2) Is $\mathbb Z[x]$ a free $\mathbb Z-$module? I would say yes and that $\{1,x,x^2,...\}$ is a basis, but how can I prove it?
1) Over any commutative ring $R$, the quotient ring $R[X]/(f(X))$ of $R[X]$ by a monic polynomial is a finitely generated free $R$-module, with rank equal to the degree of the polynomial.
Denoting by $x$ the class of $X$ in the quotient, you just have to prove that any $x^n$, with $n\ge \deg f$ lies in the submodule generated by $\;1, x,\dots,x^{\deg f}$ (simple induction), and that these elements are linearly independent.
2) You're perfectly right. It is part of the definition: $R[X]$ is the free algebra of the monoid $\mathbf N$. In particular, as an $R$-module it is simply $R^{(\mathbf N)}$ (functions from $\mathbf N$ to $R$ with finite support).
Re 1: If you want to follow through with your method, then start by showing that each class modulo $(1+x^2)$ contains a unique element of degree at most $1$. To this end you might for example use euclidean division (note that you can always divide by $1 + x^2$ as its leading coefficient, $1$, is invertible in the integers).

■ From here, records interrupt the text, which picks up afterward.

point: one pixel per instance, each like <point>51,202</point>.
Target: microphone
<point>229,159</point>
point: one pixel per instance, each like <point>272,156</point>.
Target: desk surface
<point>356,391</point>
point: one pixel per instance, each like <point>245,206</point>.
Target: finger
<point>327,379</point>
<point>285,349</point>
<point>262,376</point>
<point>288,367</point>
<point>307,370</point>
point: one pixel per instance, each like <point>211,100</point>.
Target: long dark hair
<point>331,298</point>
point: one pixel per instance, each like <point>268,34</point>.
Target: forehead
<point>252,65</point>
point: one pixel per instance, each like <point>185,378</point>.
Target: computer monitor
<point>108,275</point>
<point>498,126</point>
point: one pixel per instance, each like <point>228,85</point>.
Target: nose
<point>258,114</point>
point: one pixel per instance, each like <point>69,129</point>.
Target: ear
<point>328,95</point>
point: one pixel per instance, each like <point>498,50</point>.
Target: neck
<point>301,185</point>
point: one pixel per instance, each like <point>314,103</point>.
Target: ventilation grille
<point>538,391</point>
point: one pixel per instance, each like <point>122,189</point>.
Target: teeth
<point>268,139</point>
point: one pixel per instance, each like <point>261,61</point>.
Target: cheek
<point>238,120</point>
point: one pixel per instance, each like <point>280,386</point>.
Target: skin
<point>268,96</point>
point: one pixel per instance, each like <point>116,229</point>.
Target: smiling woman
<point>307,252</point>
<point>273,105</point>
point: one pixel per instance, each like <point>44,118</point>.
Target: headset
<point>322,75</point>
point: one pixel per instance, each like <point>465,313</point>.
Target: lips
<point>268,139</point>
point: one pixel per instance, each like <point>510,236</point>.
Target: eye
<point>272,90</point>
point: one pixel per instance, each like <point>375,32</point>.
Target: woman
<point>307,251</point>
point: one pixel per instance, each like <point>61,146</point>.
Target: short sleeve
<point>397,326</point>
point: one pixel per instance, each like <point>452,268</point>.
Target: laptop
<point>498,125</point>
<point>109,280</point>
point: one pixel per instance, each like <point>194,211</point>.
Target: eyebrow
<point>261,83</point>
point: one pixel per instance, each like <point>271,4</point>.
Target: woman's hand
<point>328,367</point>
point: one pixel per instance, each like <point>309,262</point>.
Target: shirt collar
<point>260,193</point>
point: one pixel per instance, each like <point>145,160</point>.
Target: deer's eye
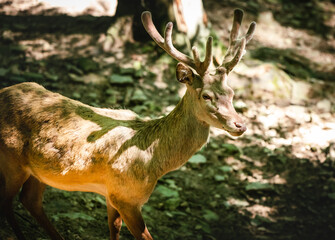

Having done that you can define directly a map from $\mathbb{Z}[x]/(1+x^2)\mathbb{Z}[x]$ to $\mathbb{Z}^2$ by $\overline{P} \mapsto (a,b)$ where $a+bx$ is the polynomial of degree at most $1$ in the class $\overline{P}$. (This is well defined once you have shown that there is a unique such polynomial for each class.)
It is then easy to argue that the map is bijective. (Injective is essentially already done by the uniqueness argument, and surjective is quite direct.)
It remains to show that it is a module homomorphism, that is, the map is compatible with the module operations, but that is not that hard to check either.
Re 2: Yes, that's true. How to prove it depends a bit on you definition of the polynomial ring $\mathbb{Z}[x]$. But given a polynomial $a_0+a_1x + a_2x^2 + \dots + a_nx^n$ you directly see that it is a linear combination of the $1, x, x^2, \dots$. As it is $a_0 \times 1 + a_1 \times X + a_2 \times x^2 + \dots + a_n \times x^n$. It remains to show that $1, x, x^2, \dots$ is linearly independent.
Usually, I would say this is immediate by the definition of a polynomial as a polynomial is uniquely identified by the sequence of its coefficients, and thus the only way to get the zero-polynoimal is as $0 \times 1 + 0 \times x + 0 \times x^2 + \dots$.
If you want a more of a proof there you could say that given whatever $a_0 + \dots a_nx^n$ with some $a_i$ non-zero you can find some integer where its evaluation is non-zero, as it can have at most $n$ roots, contra the assumption it equal the zero-polynomial.